Nat Wolpert: NGA provides data to first responders

For first responders to natural disasters, information is their most important commodity. Data about local infrastructure, sources of supply, roads and terrain....

Natural disaster first responders are the people who arrive on scene before anyone else, ready to offer aid to those who need it.

But even before those boots are on the ground, the analysts at the National Geospatial Intelligence Agency are working to provide data to help responders assess damage, locate victims and also keep them safe and informed about the area of emergency.

Speaking with Federal Drive  with Tom Temin, NGA Senior Analyst Nat Wolpert said NGA’s disaster assistance relief program provides this geospatial data during domestic and international events such as earthquakes, floods and tsunamis.

Geospatial means “taking layers of information, spatial layers of information for decision-making purposes,” Wolpert said. “One of the things that we can do is combine a lot of different layers to tell us where the best place is to send supplies or tell us” about areas of impact where responders need to send in search and rescue personnel.

”Those type of [problems] are being solved with this tradecraft, this expertise,” Wolpert said.

Wolpert said NGA takes it cues domestically from the Federal Emergency Management Agency — ultimately the Homeland Security Department — and internationally from the Office of U.S. Foreign Disaster Assistance, which is under U.S. Agency for International Development.

“There’s a good mix between domestic and international,” Wolpert said. “We stay involved. And the times we’re not activated for disasters, we’re getting ourselves ready for the next big event.”

The program is comprised of about 30 analysts. NGA has been offering this type of data assistance since 1992, after Hurricane Andrew, and became more publicly visible after Hurricane Katrina in 2005.

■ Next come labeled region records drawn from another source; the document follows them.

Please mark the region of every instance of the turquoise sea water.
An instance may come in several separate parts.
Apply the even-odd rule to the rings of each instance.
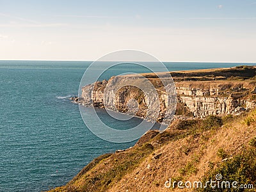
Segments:
[[[40,191],[63,185],[93,158],[135,143],[98,138],[85,127],[78,106],[69,100],[77,95],[90,63],[0,61],[0,191]],[[170,70],[245,64],[165,63]],[[147,70],[123,65],[108,70],[101,79],[127,72]],[[113,127],[125,126],[104,118]],[[131,124],[140,120],[134,118]]]

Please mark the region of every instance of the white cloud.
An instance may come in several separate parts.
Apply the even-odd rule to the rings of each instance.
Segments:
[[[2,34],[0,34],[0,38],[8,38],[8,35],[4,35]]]

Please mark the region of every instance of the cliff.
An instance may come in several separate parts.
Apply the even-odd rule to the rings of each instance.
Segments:
[[[195,182],[204,186],[220,175],[222,180],[237,182],[236,187],[255,188],[255,127],[256,110],[221,118],[176,120],[163,132],[149,131],[132,148],[95,159],[51,191],[180,191],[178,182],[184,191],[244,191],[192,186]]]
[[[256,106],[255,71],[255,67],[243,66],[170,72],[177,93],[176,117],[189,114],[194,117],[232,114],[254,108]],[[111,110],[126,113],[129,109],[129,101],[133,99],[138,103],[138,110],[134,111],[135,115],[161,122],[172,102],[156,74],[142,75],[152,83],[158,94],[160,106],[157,117],[147,114],[149,106],[150,108],[157,107],[156,100],[148,99],[138,87],[124,86],[115,93],[108,89],[104,92],[106,88],[116,84],[125,85],[131,75],[113,77],[108,81],[85,86],[82,88],[79,102],[85,106],[106,107]],[[138,84],[145,81],[141,77],[134,76],[134,78]]]

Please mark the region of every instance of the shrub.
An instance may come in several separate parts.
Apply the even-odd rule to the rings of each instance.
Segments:
[[[203,120],[203,129],[205,130],[209,130],[212,128],[218,127],[221,125],[221,118],[215,115],[207,116]]]
[[[216,175],[221,174],[222,180],[228,181],[230,186],[234,181],[238,182],[237,186],[241,184],[250,184],[255,186],[256,184],[256,150],[249,150],[244,151],[241,154],[234,156],[220,164],[216,169],[211,170],[203,178],[202,182],[204,184],[205,182],[216,180]],[[237,188],[212,188],[208,185],[206,188],[196,189],[196,191],[254,191],[248,189]]]

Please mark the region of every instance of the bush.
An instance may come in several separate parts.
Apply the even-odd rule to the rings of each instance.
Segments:
[[[252,146],[252,147],[256,147],[256,136],[253,138],[252,138],[249,141],[249,145]]]
[[[221,157],[221,159],[223,159],[227,157],[227,154],[225,152],[225,150],[221,148],[218,150],[217,156]]]
[[[203,128],[209,130],[212,128],[219,127],[222,125],[221,118],[215,115],[209,115],[203,120]]]
[[[241,154],[234,156],[220,164],[215,170],[211,170],[202,180],[204,184],[205,182],[212,179],[216,180],[216,175],[221,174],[223,181],[228,181],[230,186],[234,181],[238,182],[237,186],[241,184],[252,184],[253,186],[256,184],[256,150],[250,150],[242,152]],[[209,185],[206,188],[196,189],[196,191],[254,191],[251,189],[237,188],[212,188]]]
[[[252,123],[254,122],[254,119],[252,116],[248,116],[244,119],[244,122],[247,126],[250,126]]]

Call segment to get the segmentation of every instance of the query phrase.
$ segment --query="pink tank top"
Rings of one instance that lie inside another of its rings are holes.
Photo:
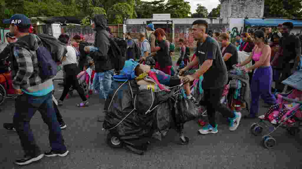
[[[255,62],[258,62],[260,60],[260,57],[262,55],[262,52],[260,51],[257,54],[255,52],[255,51],[253,51],[253,60]]]

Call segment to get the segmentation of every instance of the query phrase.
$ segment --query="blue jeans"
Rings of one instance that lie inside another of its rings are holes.
[[[48,126],[52,150],[65,152],[67,149],[54,109],[52,94],[50,92],[45,96],[36,97],[24,93],[15,99],[14,124],[26,155],[35,156],[41,154],[30,124],[37,110],[40,112],[43,121]]]
[[[96,72],[95,74],[94,86],[95,90],[99,92],[100,99],[105,100],[107,99],[111,89],[113,75],[113,70]]]

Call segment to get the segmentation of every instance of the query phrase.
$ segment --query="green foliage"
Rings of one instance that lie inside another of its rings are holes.
[[[171,18],[188,17],[188,14],[191,14],[189,3],[184,0],[169,0],[164,11],[166,13],[170,14]]]
[[[264,17],[302,17],[302,1],[301,0],[265,0]]]
[[[153,14],[162,13],[165,10],[165,0],[152,2],[136,0],[135,9],[138,18],[152,18]]]
[[[80,21],[81,24],[82,25],[87,26],[90,25],[90,17],[87,16],[82,19]]]
[[[209,14],[208,17],[220,17],[220,8],[221,8],[221,4],[220,4],[217,6],[217,7],[213,8],[212,11]]]
[[[132,18],[134,7],[125,2],[114,4],[107,11],[109,23],[111,24],[123,23],[124,19]]]
[[[165,0],[152,2],[136,0],[135,11],[138,18],[152,18],[153,14],[170,14],[172,18],[188,17],[191,13],[191,7],[184,0],[169,0],[165,3]]]
[[[207,9],[201,4],[197,4],[197,8],[196,9],[196,13],[193,14],[191,17],[193,18],[205,18],[209,14]]]

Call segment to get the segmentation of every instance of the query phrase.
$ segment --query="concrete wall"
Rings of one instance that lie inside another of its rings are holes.
[[[247,16],[249,18],[262,17],[263,2],[263,0],[222,0],[220,17],[223,20],[229,18],[244,18]]]
[[[94,42],[95,33],[91,26],[63,26],[62,27],[65,33],[68,34],[71,39],[76,35],[83,35],[85,40],[89,43]]]
[[[219,23],[219,19],[210,19],[206,18],[172,18],[169,20],[173,20],[174,24],[192,24],[194,21],[201,19],[205,20],[209,23]],[[153,18],[140,18],[140,19],[130,19],[126,20],[124,24],[126,25],[145,24],[147,21],[150,20],[158,20]],[[154,24],[162,23],[163,22],[160,22],[159,23],[155,22]]]
[[[188,43],[188,46],[193,48],[196,44],[194,43],[194,39],[192,34],[189,32],[190,29],[191,27],[191,23],[188,24],[175,24],[174,26],[174,41],[176,46],[180,38],[182,38],[185,40],[185,43]],[[156,24],[155,24],[156,27]],[[209,29],[213,30],[214,32],[221,32],[225,27],[228,27],[228,25],[226,24],[209,24]],[[133,38],[138,38],[140,33],[145,32],[146,31],[146,25],[143,24],[127,25],[127,32],[130,32]],[[169,32],[168,32],[169,33]],[[171,39],[170,36],[172,33],[167,33],[167,38],[169,40]]]

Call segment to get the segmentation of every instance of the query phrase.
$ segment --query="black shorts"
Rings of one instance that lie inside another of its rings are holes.
[[[170,81],[169,84],[167,85],[170,87],[173,87],[177,85],[180,84],[182,83],[180,79],[177,75],[171,76],[170,78]]]

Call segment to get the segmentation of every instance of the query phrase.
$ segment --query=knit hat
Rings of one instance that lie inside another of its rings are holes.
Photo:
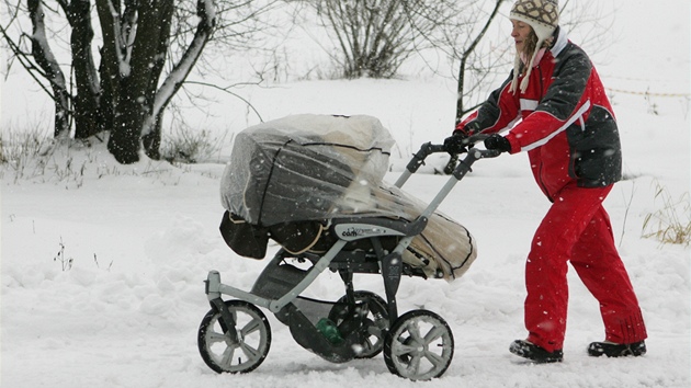
[[[528,66],[528,71],[525,72],[525,77],[521,82],[521,92],[524,92],[528,89],[528,79],[530,78],[530,73],[533,69],[533,61],[535,60],[535,56],[542,44],[548,39],[557,25],[559,24],[559,5],[557,0],[518,0],[513,8],[511,8],[511,13],[509,14],[509,19],[517,20],[519,22],[528,23],[535,35],[537,35],[537,44],[535,45],[535,52],[533,56],[530,58]],[[513,64],[513,80],[511,81],[511,92],[516,91],[516,87],[518,85],[518,77],[520,69],[520,55],[516,54],[516,60]]]

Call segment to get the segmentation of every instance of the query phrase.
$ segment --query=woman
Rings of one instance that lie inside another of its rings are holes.
[[[556,0],[519,0],[510,19],[513,71],[444,141],[457,153],[467,136],[484,133],[491,134],[487,149],[528,151],[533,175],[553,203],[525,264],[528,338],[509,351],[539,363],[562,361],[570,261],[600,303],[604,322],[604,341],[591,343],[588,353],[643,355],[645,323],[602,207],[621,179],[612,106],[586,53],[559,28]]]

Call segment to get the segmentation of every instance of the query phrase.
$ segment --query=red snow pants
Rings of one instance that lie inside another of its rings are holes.
[[[567,184],[554,196],[533,238],[525,264],[525,328],[528,341],[548,352],[562,350],[564,344],[568,261],[600,303],[607,341],[633,343],[647,338],[602,207],[611,190],[611,185],[585,189]]]

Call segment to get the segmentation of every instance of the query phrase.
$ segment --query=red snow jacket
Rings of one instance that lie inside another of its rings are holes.
[[[616,121],[600,77],[580,47],[559,28],[555,34],[524,93],[509,91],[511,73],[456,126],[467,134],[510,129],[510,152],[528,151],[533,175],[551,201],[569,182],[607,186],[622,170]]]

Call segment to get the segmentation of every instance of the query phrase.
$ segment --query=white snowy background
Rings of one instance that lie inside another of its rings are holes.
[[[250,374],[217,375],[196,350],[197,327],[208,310],[206,273],[218,270],[224,283],[249,289],[267,263],[236,255],[217,231],[224,151],[207,163],[172,167],[143,160],[125,167],[94,144],[57,149],[41,173],[27,169],[16,179],[16,171],[1,170],[0,385],[691,386],[690,250],[642,238],[652,214],[672,212],[689,222],[690,7],[682,0],[619,0],[615,5],[609,32],[613,44],[593,60],[614,104],[630,178],[615,185],[605,207],[648,327],[644,357],[586,354],[589,342],[603,339],[603,328],[597,301],[573,271],[564,362],[532,365],[509,354],[511,341],[525,336],[523,264],[550,205],[525,155],[517,155],[476,163],[441,206],[478,241],[479,256],[467,274],[453,283],[401,282],[401,311],[435,311],[453,330],[455,354],[441,378],[404,380],[388,373],[382,355],[328,363],[297,345],[268,311],[273,342],[264,363]],[[48,133],[50,104],[21,80],[11,76],[2,84],[3,127],[43,117]],[[248,87],[241,93],[264,119],[297,113],[378,117],[397,140],[386,176],[393,182],[421,142],[442,141],[451,132],[454,88],[452,80],[410,76]],[[205,117],[199,123],[203,129],[229,132],[227,152],[231,134],[257,119],[231,96],[220,99],[209,113],[225,124]],[[404,189],[429,201],[446,180],[429,172],[443,161],[431,158]],[[656,197],[659,190],[681,205],[665,210],[669,206]],[[72,260],[70,270],[63,271],[55,260],[59,251]],[[356,288],[383,295],[378,276],[356,282]],[[339,276],[329,272],[309,289],[333,298],[341,292]]]

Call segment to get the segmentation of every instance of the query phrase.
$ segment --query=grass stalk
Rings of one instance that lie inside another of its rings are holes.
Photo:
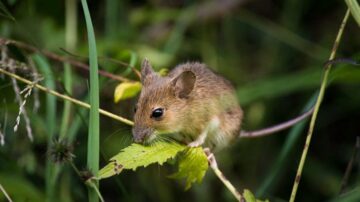
[[[49,63],[40,55],[33,56],[34,62],[39,68],[41,74],[44,76],[45,86],[49,89],[55,88],[54,74],[51,71]],[[56,123],[56,98],[51,94],[46,94],[46,125],[47,125],[47,145],[48,150],[51,142],[55,136],[55,123]],[[46,161],[46,201],[55,201],[55,181],[57,166],[47,158]]]
[[[65,1],[65,49],[74,51],[77,41],[77,1]],[[72,70],[68,62],[64,63],[64,88],[72,94]],[[63,116],[60,127],[60,138],[64,139],[68,133],[71,120],[71,102],[64,102]]]
[[[96,52],[95,33],[92,25],[89,8],[86,0],[81,0],[84,11],[86,29],[89,43],[89,63],[90,63],[90,120],[87,148],[87,167],[93,174],[99,170],[100,155],[100,120],[99,120],[99,76],[98,61]],[[94,182],[94,187],[89,187],[89,201],[99,201],[96,188],[98,182]]]
[[[343,35],[344,28],[345,28],[346,22],[347,22],[347,20],[349,18],[349,15],[350,15],[350,10],[347,9],[347,11],[345,13],[345,16],[344,16],[344,19],[343,19],[343,21],[342,21],[342,23],[340,25],[338,34],[336,36],[333,48],[331,50],[329,60],[333,60],[335,58],[335,56],[336,56],[336,52],[337,52],[337,49],[339,47],[341,37]],[[292,189],[292,192],[291,192],[291,196],[290,196],[290,200],[289,200],[290,202],[295,201],[296,192],[297,192],[297,189],[299,187],[301,174],[302,174],[302,171],[303,171],[303,168],[304,168],[306,156],[307,156],[307,153],[308,153],[308,150],[309,150],[312,134],[313,134],[313,131],[314,131],[316,118],[317,118],[317,115],[319,113],[319,108],[320,108],[321,102],[322,102],[324,94],[325,94],[325,88],[326,88],[326,85],[327,85],[330,70],[331,70],[331,64],[329,64],[329,65],[327,65],[325,67],[325,72],[324,72],[323,79],[322,79],[322,82],[321,82],[319,95],[318,95],[318,98],[317,98],[316,103],[315,103],[314,113],[311,116],[310,126],[309,126],[309,130],[308,130],[307,137],[306,137],[306,140],[305,140],[304,150],[303,150],[303,153],[301,155],[301,159],[300,159],[300,163],[299,163],[298,170],[297,170],[297,173],[296,173],[293,189]]]
[[[51,94],[51,95],[54,95],[54,96],[56,96],[56,97],[59,97],[59,98],[61,98],[61,99],[63,99],[63,100],[67,100],[67,101],[72,102],[73,104],[76,104],[76,105],[79,105],[79,106],[81,106],[81,107],[90,109],[90,105],[89,105],[88,103],[85,103],[85,102],[82,102],[82,101],[77,100],[77,99],[75,99],[75,98],[72,98],[72,97],[70,97],[70,96],[67,96],[67,95],[58,93],[58,92],[56,92],[56,91],[54,91],[54,90],[51,90],[51,89],[49,89],[49,88],[46,88],[46,87],[40,85],[40,84],[33,83],[32,81],[30,81],[30,80],[28,80],[28,79],[25,79],[25,78],[23,78],[23,77],[20,77],[20,76],[18,76],[18,75],[16,75],[16,74],[13,74],[13,73],[11,73],[11,72],[9,72],[9,71],[6,71],[5,69],[0,68],[0,73],[3,73],[3,74],[5,74],[5,75],[7,75],[7,76],[10,76],[11,78],[15,78],[15,79],[17,79],[17,80],[19,80],[19,81],[21,81],[21,82],[24,82],[24,83],[26,83],[26,84],[28,84],[28,85],[34,85],[34,87],[38,88],[39,90],[44,91],[44,92],[46,92],[46,93],[49,93],[49,94]],[[126,119],[126,118],[123,118],[123,117],[121,117],[121,116],[118,116],[118,115],[116,115],[116,114],[113,114],[113,113],[111,113],[111,112],[108,112],[108,111],[106,111],[106,110],[99,109],[99,113],[102,114],[102,115],[104,115],[104,116],[107,116],[107,117],[109,117],[109,118],[112,118],[112,119],[114,119],[114,120],[117,120],[117,121],[120,121],[120,122],[122,122],[122,123],[125,123],[125,124],[127,124],[127,125],[130,125],[130,126],[134,125],[134,122],[132,122],[132,121]]]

Recently, NGA was able to help with disaster assistance after the April 2015 earthquake in Nepal.

The 7.8 magnitude quake was what Wolpert called a “no notice event,” and it happened in a region without a lot of connectivity and infrastructure to access geospatial data.

“It’s very important because you’re getting access to areas that don’t necessarily have a lot of information coming back and forth,” Wolpert said.

One area in the Langtang Valley was rumored to have been hit by landslides after the quake, Wolpert said.

“When we were able to get imagery over that area we quickly realized that this area was heavily impacted, these people were severely cut off and needed a lot of help,” he said. “We were able to produce products that showed the impact to those areas, get that information to OFTA, to the NGOs on the ground, to as many people as we could, and the information was able to provide support to those people and get them quickly back on their feet.”

NGA also worked to provide disaster assistance during the Ebola crisis.

Wolpert said NGA took the lead for providing imagery that showed the locations of Ebola treatment centers.

“Ebola was the first instance where we set up a public-facing website where we got all the information that we’ve combined, gathered and got that out to the public,” Wolpert said.

Wolpert said NGA uses tools that are very similar to those that are “off-the-shelf” for commercial use, to produce the data used by first responders. He offered Google as one example, and several other types of “exploitation and production software” to create this data.

NGA also has developed a platform called GeoQ, an exploitation software, which is a tool that allows NGA to access open source and unclassified imagery.

“We can do this in a collaborative way where a community can digitize a specific area collaboratively, they can see each other’s work, they can pull from open imagery sources … to create this picture,” Wolpert said. “As we go forward we also want to share this with our partners so they can get in there and do it with us.”

The information is only taken, however, when NGA is supporting a disaster, Wolpert said.

“That’s the only time we’re taking this information, but when that does happen we have the agreements to go forth and try to take all this information and make the best use of it,” he said.

Wolpert said NGA has been working with FEMA to post to a portal, as well as developed an “event page” portal. This event page, Wolpert explained, includes NGA’s products, some access to imagery and points of contacts for a specific event.

The information is pushed out through something like a cloud environment, Wolpert said, but not directly from NGA’s own in-house environment.

“These servers are somewhat removed from our site but are built in a way that can be made accessible to many of our partners,” Wolpert said. “If we need to we can push to the public through other mechanisms such as the FEMA Cloud.”

Wolpert said analysts are looking at structures and before-and-after imagery, which helps show the extent of damage.

NGA is also expanding the sources for the images its uses, bringing in photos and videos from social media, and helicopter and airplane video, when conventional satellite imagery is not available or the quality of the images is not good enough, such as when a thick cloud cover after Superstorm Sandy obscured the view of damaged areas along the East Coast.

“We take all these sources, we create a derived map, which is just a fancy way of saying we take information that we get off the imagery, interpolate it onto a map that they can understand. We see the damage on the imagery, we digitize the area on a map, and get that information out to first responders so they can react to that information.”